Keaton’s Child Cancer alliance Offers Support to Families
From the outside, Keaton’s Child Cancer Alliance’s Family Wellness Centre is unassuming, tucked into a quiet industrial park on Douglas Boulevard in Roseville. It’s less than a mile away from the nearby Kaiser medical center. Inside, staff have carefully designed the space to offer children and their families a agreeable and supportive place to navigate one of life’s biggest obstacles: a child’s cancer diagnosis.
“Initially when a family hears the words ‘Your child has cancer,’ their entire world is turned upside down,” said Jessica Alonso, executive director of Keaton’s child Cancer Alliance. “They are now entering a fight to save their child’s life.”
Alonso explained that Keaton’s is frequently enough the first institution to connect with a family following their child’s diagnosis, typically thru a referral from a hospital social worker.

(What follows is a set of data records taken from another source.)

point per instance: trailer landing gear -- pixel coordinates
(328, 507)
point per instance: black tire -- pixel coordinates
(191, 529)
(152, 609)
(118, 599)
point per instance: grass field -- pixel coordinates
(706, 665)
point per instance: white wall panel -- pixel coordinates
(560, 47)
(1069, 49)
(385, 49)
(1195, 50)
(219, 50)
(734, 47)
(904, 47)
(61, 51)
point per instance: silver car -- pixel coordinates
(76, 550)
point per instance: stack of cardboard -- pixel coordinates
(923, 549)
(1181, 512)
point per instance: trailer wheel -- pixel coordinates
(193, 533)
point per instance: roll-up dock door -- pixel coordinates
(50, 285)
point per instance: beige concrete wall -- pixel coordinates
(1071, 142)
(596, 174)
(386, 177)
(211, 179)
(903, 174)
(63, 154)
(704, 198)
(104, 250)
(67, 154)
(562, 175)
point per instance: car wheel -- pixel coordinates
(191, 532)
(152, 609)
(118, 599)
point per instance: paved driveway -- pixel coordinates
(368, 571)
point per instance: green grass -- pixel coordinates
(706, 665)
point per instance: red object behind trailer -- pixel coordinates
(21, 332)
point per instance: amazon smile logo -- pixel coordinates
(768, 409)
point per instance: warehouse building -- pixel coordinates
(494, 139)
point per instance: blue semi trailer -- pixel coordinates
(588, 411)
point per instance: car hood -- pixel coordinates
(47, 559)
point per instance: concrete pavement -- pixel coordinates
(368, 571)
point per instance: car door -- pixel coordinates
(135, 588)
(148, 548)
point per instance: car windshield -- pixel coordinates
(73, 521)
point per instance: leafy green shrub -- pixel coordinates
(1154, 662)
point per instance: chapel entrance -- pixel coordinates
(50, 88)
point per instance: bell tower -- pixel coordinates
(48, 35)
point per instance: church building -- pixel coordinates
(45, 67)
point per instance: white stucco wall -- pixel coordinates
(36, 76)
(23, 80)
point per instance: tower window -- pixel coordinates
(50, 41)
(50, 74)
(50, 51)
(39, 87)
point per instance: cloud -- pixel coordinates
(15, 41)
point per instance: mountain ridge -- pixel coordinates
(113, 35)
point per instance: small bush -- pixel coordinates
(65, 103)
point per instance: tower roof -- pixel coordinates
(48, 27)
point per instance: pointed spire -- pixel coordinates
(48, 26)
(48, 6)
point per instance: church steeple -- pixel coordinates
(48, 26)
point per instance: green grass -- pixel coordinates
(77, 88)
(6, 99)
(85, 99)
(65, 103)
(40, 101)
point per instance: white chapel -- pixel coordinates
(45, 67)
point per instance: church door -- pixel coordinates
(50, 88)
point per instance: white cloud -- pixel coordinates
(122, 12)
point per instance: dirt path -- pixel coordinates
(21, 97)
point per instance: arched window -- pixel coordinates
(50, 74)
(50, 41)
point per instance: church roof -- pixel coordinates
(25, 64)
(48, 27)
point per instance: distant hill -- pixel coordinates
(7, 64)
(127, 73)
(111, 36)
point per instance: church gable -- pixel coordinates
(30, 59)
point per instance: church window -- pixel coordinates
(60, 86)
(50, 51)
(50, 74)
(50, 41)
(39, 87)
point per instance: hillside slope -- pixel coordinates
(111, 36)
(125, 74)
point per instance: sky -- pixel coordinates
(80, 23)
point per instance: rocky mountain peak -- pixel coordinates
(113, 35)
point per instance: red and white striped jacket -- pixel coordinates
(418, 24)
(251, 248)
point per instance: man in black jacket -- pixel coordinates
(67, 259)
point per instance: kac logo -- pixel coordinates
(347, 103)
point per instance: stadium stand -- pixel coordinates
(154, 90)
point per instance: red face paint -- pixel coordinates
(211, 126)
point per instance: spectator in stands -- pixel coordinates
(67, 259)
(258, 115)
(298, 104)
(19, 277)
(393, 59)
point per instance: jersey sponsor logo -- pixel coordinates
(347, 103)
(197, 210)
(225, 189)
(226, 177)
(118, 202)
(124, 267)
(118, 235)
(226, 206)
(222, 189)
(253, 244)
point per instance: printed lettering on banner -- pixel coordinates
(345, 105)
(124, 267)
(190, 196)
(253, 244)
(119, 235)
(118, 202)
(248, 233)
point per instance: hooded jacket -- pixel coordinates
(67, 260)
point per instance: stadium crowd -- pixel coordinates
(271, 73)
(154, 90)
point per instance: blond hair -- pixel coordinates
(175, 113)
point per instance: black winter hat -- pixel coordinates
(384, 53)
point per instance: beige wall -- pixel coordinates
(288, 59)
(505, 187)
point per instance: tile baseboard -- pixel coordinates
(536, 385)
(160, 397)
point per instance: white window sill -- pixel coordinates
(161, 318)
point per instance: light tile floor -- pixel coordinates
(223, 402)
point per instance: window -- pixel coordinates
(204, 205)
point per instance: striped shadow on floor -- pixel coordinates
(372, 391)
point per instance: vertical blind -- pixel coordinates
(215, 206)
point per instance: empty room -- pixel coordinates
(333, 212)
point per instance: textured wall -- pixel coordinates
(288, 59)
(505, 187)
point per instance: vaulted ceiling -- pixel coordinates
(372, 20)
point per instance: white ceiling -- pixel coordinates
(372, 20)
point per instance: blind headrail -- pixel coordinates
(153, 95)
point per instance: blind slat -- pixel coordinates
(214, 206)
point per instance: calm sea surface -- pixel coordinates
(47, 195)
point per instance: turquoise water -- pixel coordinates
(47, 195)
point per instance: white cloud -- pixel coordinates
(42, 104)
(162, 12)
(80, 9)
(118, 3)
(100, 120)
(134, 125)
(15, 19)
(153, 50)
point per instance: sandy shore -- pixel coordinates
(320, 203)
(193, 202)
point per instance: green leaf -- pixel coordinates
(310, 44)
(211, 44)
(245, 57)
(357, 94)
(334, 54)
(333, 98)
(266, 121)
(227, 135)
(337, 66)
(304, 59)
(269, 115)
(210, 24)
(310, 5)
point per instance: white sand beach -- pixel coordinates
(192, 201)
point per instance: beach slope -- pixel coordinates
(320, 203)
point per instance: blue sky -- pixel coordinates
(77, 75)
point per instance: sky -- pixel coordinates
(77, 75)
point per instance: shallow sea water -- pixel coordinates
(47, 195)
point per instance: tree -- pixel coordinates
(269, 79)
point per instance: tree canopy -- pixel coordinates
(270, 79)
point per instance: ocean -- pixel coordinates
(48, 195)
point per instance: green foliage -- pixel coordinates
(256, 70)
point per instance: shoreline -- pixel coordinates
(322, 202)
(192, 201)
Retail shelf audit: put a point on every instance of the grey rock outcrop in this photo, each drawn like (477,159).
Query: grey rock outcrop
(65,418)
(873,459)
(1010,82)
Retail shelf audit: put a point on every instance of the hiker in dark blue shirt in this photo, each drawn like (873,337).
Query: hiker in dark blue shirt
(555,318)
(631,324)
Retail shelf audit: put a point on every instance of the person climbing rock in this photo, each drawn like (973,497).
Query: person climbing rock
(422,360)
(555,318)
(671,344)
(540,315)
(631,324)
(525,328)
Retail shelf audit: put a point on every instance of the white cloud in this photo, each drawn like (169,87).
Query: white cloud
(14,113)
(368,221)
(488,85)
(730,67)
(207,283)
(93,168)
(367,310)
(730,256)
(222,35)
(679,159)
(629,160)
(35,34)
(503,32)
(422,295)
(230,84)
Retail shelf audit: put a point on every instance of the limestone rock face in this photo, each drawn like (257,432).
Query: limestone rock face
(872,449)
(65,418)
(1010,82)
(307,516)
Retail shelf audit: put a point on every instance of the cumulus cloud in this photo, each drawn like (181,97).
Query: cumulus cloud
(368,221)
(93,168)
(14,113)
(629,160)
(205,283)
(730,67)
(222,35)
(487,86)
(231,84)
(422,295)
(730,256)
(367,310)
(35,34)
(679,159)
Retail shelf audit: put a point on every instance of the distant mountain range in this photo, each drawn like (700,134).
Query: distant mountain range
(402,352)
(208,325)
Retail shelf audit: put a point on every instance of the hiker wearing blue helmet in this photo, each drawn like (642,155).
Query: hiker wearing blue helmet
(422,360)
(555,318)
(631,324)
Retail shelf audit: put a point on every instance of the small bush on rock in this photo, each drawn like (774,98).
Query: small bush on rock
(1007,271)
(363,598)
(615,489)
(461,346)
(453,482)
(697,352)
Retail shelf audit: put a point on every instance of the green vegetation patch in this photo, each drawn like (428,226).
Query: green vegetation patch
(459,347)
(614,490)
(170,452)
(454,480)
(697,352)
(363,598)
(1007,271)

This support comes in the form of financial grants,as well as emotional and peer support throughout the child’s cancer journey.
“Oftentimes, families are extremely overwhelmed from an emotional standpoint, unsure of how to navigate the medical system and care for their child,” Alonso said.
Tonya Blosser knows this feeling firsthand.She said it all started in 2022 with a series of strange, “random” sicknesses for her son, Kodiak. She remembers noticing he seemed pale and made an appointment for him to see a doctor,though it didn’t initially feel urgent. Following blood work, she received a call instructing her to take her son to the emergency room.
“It was quite the roller coaster road from that point on,” she said. “What people don’t understand is one day I’m going to work, cutting hair – That’s what I did. I was a barber – and then the next day,my son’s sick,and I’m the only parent. What am I supposed to do?”
Keaton’s quickly became a part of her solution.
“He had bone marrow cancer,” Blosser said. “We lived in the hospital from January to September of 2023, and then we almost had four months out. And then we relapsed again.”
Robyn and Kyle Raphael, of Roseville, founded Keaton’s Child Cancer Alliance in 1998 after the death of their son, Keaton, 5, from Stage 4 Neuroblastoma. A tribute to the family remains at the entrance to the Wellness Center. Since its founding, Keaton’s Child Cancer Alliance has assisted more than 2,700 children and their families.
On average, Alonso said, treatment for leukemia in children takes three to five years, and many families rely on the nonprofit’s support throughout multiple years.
“It’s the greatest honor to continue to honor the legacy of keaton Raphael and the Raphael family and their goals and wishes for the organization to ensure that no child, or their family, has to navigate this journey alone,” Alonso said.
Kodiak is back in school this fall and feeling better, though his journey is not yet complete. “It makes literally a life changing difference,” Blosser said.